As we move forward, from a First Aid perspective, we still expect the really positive margins that we’ve seen as we’ve discussed a few minutes ago. And we still expect Fire to continue to perform very, very well like it has in fiscal ’23.
Shlomo Rosenbaum: Thank you.
Operator: Your next question comes from Toni Kaplan from Morgan Stanley.
Toni Kaplan: Thanks for squeezing me in. I wanted to follow up on First Aid growth. You talked about the Cabinet business contributing it again, which is great. I was hoping you could talk about, is that sort of an industry penetration is growing? Or is it the product set relatively new. I know you’re investing in it during COVID. Have you been sort of incentivizing your sales force to sell more cabinets?
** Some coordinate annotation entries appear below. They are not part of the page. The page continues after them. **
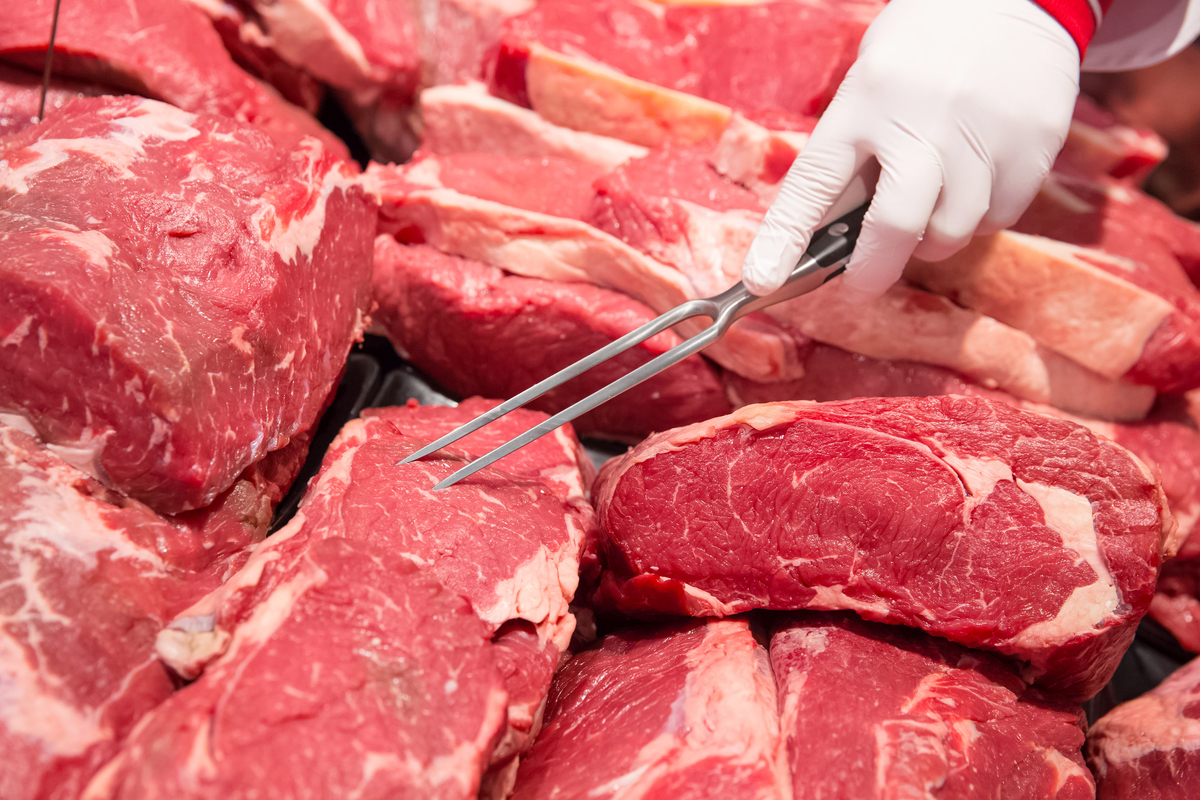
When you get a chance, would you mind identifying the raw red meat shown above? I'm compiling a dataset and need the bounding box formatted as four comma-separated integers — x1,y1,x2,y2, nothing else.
154,399,594,781
595,397,1176,698
770,614,1096,800
905,231,1200,392
488,0,883,121
512,619,790,800
0,426,261,800
420,83,648,172
0,64,106,136
0,0,347,157
1013,173,1200,294
1086,658,1200,800
372,234,730,441
176,0,324,114
364,157,799,380
83,537,505,800
0,97,376,513
580,149,1165,420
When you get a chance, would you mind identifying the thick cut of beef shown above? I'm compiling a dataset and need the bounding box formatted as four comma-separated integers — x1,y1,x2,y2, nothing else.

And are you taking share? Just wanted to get a sense on how long the sort of 20% growth in cabinets can continue and if there are any other factors you’d call out as well? Thanks.
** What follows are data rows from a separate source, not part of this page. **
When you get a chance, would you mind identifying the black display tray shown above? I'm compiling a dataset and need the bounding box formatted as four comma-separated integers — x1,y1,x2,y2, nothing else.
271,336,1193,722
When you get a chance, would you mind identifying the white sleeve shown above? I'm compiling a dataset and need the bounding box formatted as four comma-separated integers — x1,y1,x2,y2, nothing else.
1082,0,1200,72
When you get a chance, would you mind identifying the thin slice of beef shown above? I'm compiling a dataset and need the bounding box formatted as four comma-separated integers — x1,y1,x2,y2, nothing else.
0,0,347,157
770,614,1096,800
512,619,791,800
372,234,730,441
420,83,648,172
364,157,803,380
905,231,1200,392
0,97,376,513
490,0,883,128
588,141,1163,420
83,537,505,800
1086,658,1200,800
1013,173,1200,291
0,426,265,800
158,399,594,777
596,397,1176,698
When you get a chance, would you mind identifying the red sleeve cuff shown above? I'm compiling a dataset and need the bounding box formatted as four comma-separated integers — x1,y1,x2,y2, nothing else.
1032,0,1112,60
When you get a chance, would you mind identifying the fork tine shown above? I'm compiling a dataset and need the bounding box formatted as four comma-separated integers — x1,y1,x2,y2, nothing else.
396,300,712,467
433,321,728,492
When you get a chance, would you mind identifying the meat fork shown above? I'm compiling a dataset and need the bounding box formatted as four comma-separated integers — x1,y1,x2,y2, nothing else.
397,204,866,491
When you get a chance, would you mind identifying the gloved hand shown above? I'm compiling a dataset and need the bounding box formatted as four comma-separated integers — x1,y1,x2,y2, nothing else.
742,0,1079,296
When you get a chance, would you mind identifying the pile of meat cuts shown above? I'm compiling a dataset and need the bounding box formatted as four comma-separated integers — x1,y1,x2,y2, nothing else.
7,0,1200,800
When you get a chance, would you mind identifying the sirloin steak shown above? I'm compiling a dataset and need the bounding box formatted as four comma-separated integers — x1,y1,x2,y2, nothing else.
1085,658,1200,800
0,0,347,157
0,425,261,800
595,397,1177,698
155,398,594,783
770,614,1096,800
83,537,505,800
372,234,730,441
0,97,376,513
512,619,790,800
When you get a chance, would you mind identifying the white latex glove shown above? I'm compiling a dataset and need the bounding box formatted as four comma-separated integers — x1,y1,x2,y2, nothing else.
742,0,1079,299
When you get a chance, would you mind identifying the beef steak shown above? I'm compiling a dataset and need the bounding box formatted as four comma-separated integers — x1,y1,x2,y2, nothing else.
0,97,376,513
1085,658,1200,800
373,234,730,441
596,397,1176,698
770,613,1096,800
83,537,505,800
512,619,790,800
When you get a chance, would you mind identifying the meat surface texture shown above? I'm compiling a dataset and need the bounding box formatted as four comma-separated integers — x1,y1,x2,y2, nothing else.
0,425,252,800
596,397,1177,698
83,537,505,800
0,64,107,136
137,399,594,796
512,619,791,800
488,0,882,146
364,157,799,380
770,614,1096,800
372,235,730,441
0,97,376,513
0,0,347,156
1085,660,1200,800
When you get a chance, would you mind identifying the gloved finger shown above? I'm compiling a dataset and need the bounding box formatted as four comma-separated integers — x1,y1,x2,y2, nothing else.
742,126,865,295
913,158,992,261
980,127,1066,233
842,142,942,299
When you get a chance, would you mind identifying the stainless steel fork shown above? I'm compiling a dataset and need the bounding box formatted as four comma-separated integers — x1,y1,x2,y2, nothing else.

Todd Schneider: Thank you, Toni. We — the answer is yes. All the above is what we’re doing. We see a long runway in the First Aid business. We’re — the vast majority of what we sell are people that are do-it-yourself. There’s — as you think about, there’s 16 million businesses in North America, there is a significant opportunity to sell our First Aid cabinet services, but our other services as well, whether they be AEDs, wash stations, those types of items that really have value to customers. And that health, safety, compliance tailwind, we don’t see that changing. People are investing in their organizations, and we see that as a tailwind for many years to come and the market is really, really big. So that’s where we’re — we love the growth that we’re seeing in that business, and we’re continuing to invest appropriately to make sure that it continues.
Toni Kaplan: Terrific. And this should be a short one, but hoping you could talk about maybe the sensitivity of the business from inflation. So presumably, your costs come down as if inflation comes down, so how should we be thinking about maybe like the impact to margin for each point inflation comes down or however you want to frame the sensitivity there? Thanks.